Mary Magdalene, of course, had been forgiven by Christ for all of her many sins, not through her own merit, but by the grace of God. The author explored how Mary might have felt upon hearing Christ forgive his murderers. Perhaps she felt, “Isn’t that just like him? Always so full of forgiveness.” Mary Magdalene is a great saint in the church. And since she knew Christ in the flesh, perhaps that is exactly what she thought at the time.

But the author put forward another possibility. Perhaps despite hearing Christ’s words of forgiveness, Mary Magdalene still harbored resentment against the murderers. Christ spoke of that happening in other parables. The parable of the servant whose debts were given but refuses to forgive the debts of others comes to mind. The parable of the workers who come late to the field but get a full days wages is another. Perhaps Mary felt like that – that these crucifiers weren’t worthy of those words of forgiveness.
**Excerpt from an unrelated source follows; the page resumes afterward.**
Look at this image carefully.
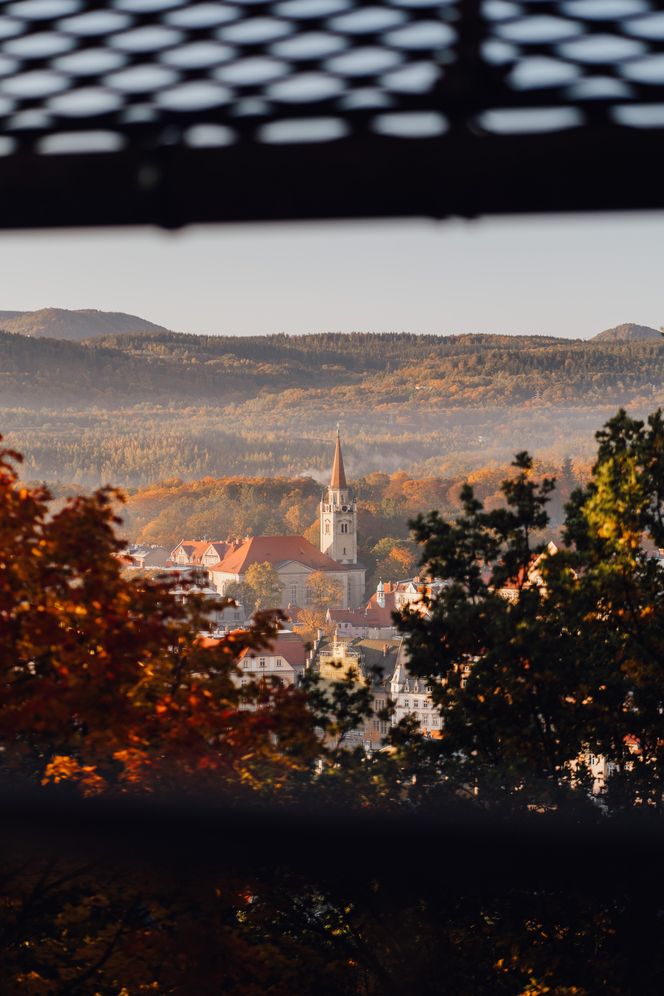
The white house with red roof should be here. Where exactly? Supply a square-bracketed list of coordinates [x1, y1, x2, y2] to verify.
[238, 630, 307, 686]
[326, 577, 445, 640]
[208, 432, 366, 609]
I’ve been reading this blog for a while now. The author suffered a horrific stillbirth at the hands of an incompetent direct entry midwife. Her blog is about seeking truth and justice and learning to live through this event. I read her cold words sometimes and I’m afraid she is becoming filled with a bitterness that she will never be able to overcome. And I become annoyed with her too. Why didn’t she find a better midwife? Why didn’t she ask more questions? Why didn’t she go with her gut? Why wasn’t she more informed before she went into labor?
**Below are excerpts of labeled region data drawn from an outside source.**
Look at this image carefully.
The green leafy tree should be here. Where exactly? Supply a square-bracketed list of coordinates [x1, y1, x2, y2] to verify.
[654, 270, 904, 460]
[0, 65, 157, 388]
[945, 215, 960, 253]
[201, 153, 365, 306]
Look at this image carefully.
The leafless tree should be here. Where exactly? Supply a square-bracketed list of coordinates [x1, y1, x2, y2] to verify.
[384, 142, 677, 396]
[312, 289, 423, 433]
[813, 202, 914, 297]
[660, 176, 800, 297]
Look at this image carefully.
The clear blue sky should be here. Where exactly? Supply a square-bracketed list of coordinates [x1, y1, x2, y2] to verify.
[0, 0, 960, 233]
and then I had an epiphany moment. Her blog is like a stone in my shoe because I have had those same feelings and I have asked those same questions about myself before – certainly about my first birth and also about the loss of Raphael, but more specifically about my mother’s last months and days and the way her oncologist totally missed the diagnosis and  hospice care totally ruined what could have been an easier transition for mom and for my sister and me. And I ask myself those same questions. Why didn’t I find a better oncologist? a better hospice? Why didn’t I ask more questions? Why didn’t I know more about her type of cancer before it got too late? hindsight is always 20/20.

I don’t know how to let go of all of that, but I have learned to live with it, which is perhaps the best I can do. I don’t know if that qualifies as forgiveness. Maybe we can settle for a truce.
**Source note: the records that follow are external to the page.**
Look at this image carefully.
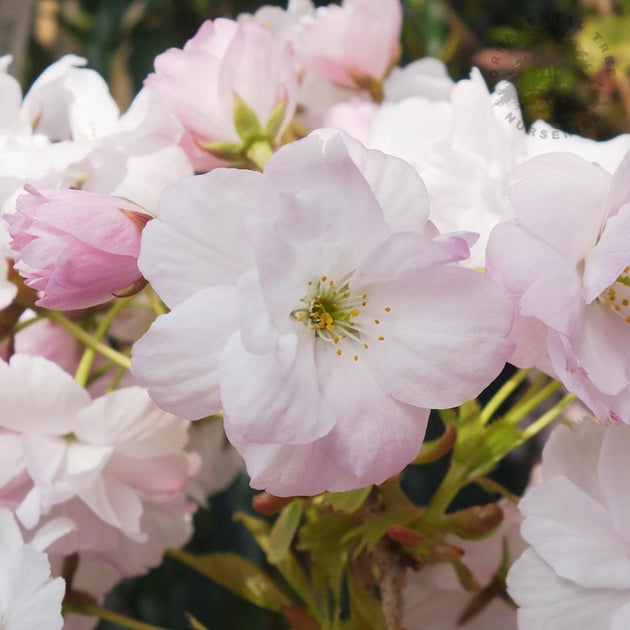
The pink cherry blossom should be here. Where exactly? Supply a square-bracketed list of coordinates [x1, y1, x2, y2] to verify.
[402, 500, 526, 630]
[146, 18, 298, 170]
[508, 421, 630, 630]
[294, 0, 402, 88]
[0, 507, 65, 630]
[6, 187, 151, 309]
[132, 130, 512, 495]
[488, 153, 630, 423]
My other, “forgiveness” issue is with my EFC, who managed to defraud my parents and steal 1/3 of their estate from me and my sister. I can honestly say that I don’t stay up late nursing bad feelings about her. I hardly think of her at all any more. What’s done is done. She’s never asked for forgiveness. I guess I feel sorry for her more than anything else. But if she did ask for forgiveness, what would it take to forgive her? It seems to me that to be truly sorry for what she has done she would have to make everything right, or at least make an honest effort in that direction. I don’t think that will ever happen.

A year or so ago I heard Father Larry Richards talking about a young man who confessed to him,  but then refused to say he was sorry. Father Larry then told the man, “Then I pray that you will experience the full consequence of your sins until you come to repentance.” so maybe that’s where I am with my EFC, ready to forgive, already starting to forget, but hoping for a little divine justice.